RE: Bill Maher 6/9/17
June 10, 2017 at 11:49 pm
(This post was last modified: June 10, 2017 at 11:50 pm by henryp.)
(June 10, 2017 at 10:54 pm)Zen Badger Wrote:(June 10, 2017 at 10:31 pm)SteelCurtain Wrote: I don't think we would. It was the word, not the context in which it was used, that was across the line.So double standards are okay as long as it's black people who are using them?
It is a double standard, and white people are just going to have to accept it. I'm sorry, but most systematically oppressed peoples usually coopt words used against them, and once those words are exposed for what they are, the majority loses them---forever. You can't say it. If you do, you do it knowing that the word, especially in America, has a specific meaning, and that meaning is, as Ice Cube put it, like a knife in the chest to brown people. It is our word now, we have taken it, and you can't have it back.
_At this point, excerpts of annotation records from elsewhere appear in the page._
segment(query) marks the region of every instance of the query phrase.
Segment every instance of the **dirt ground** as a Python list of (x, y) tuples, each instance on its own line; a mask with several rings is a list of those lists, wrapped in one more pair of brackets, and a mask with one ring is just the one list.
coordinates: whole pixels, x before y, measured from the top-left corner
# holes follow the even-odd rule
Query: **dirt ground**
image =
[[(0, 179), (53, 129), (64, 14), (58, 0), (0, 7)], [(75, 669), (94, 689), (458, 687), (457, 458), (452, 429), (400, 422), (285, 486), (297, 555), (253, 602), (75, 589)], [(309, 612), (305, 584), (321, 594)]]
As a black man in America, I don't like using it, I don't like hearing it in rap songs, but that is a different section of my culture that may or may not ever change.
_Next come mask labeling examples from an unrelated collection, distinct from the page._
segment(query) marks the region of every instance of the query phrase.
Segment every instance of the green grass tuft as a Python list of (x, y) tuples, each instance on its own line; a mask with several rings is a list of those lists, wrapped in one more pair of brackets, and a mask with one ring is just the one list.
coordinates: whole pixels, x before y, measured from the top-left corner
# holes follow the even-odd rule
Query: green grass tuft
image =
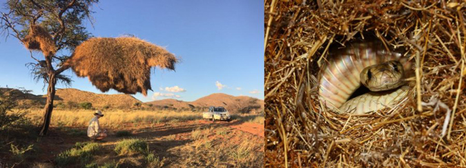
[(85, 165), (101, 147), (99, 144), (95, 142), (77, 142), (71, 149), (58, 154), (55, 158), (55, 162), (59, 167), (64, 167), (78, 160)]
[(133, 136), (133, 133), (128, 131), (118, 131), (115, 133), (117, 137), (124, 137), (124, 136)]
[(146, 153), (148, 151), (147, 143), (139, 139), (128, 139), (120, 141), (115, 147), (115, 151), (119, 155), (133, 155)]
I am a fan of Bill Maher, and I fully understand his point. He went for the joke; he---more than 99% of all other comedians, makes his living on the razor edge of 'appropriate.' He knows he crossed the line. He made an apology, then nutted up and invited critical voices on his show the next week, and let them speak. I commend him for that.
I can slap my wife on the ass. That it's unacceptable for others to slap my wife on the ass is not a double standard. Being a part of black america is a cultural relationship of sorts. They can slap eachother on the ass. You're not in the relationship, so you can't. Just because one person can do something and another person can't doesn't automatically make it a double standard.
The other thing with Maher, is that although he's a comedian making a funny joke, which I think in a bubble is fine, he's also in very close proximity to the political spectrum, and for every Bill Maher one liner, there are 100 people named Dale just tossing it around maliciously who can then say Bill Maher said it, so why can't I? It sucks for Bill Maher, but it's probably in the overall best interest of society to not make it okay yet. So while it might be dopey for me to say 'n word', it costs me nothing, and serves a purpose, which is keeping it not okay for people who shouldn't be using it.